While it appears that the UHC filing regarding the Part C/D Final Rule and CMS’s release of the Part A/B Final Rule crossed in the mail, UHC’s challenge of the Part C/D Final Rule takes the providers’ concerns a step further by challenging the “should have determined” negligence standard that CMS has unilaterally grafted onto PPACA.
So, as we understand it, the state of play for providers facing possible overpayments is:
- Medicare Parts A and B: Overpayments must be reported and refunded within 60 days of when a provider has, or should have through the exercise of reasonable diligence, determined that the provider has received the overpayment and quantified its amount, but that no more than six months should be taken to exercise reasonable diligence.
- Medicare Parts C and D: Overpayments must be reported and refunded within 60 days of when a provider has determined, or should have determined through the exercise of reasonable diligence, that it has received an overpayment.

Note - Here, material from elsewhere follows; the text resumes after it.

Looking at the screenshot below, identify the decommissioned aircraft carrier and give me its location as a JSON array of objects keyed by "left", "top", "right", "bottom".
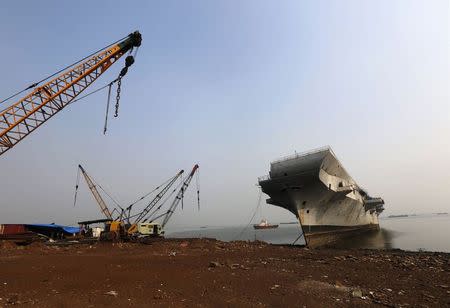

- Medicaid: In the absence of a CMS rule regarding Medicaid overpayments and by applying the Kane decision to jurisdictions other than the Southern District of New York, overpayments must be reported and refunded within 60 days of when a provider is put on notice that a claim may have been overpaid, not from when the overpayment is calculated with certainty.
We will continue to follow the UHC case -- its outcome will certainly affect all Medicare providers, not just those under Parts C and D, and should also provide guidance to Medicaid providers in the absence of any CMS Medicaid-specific rule.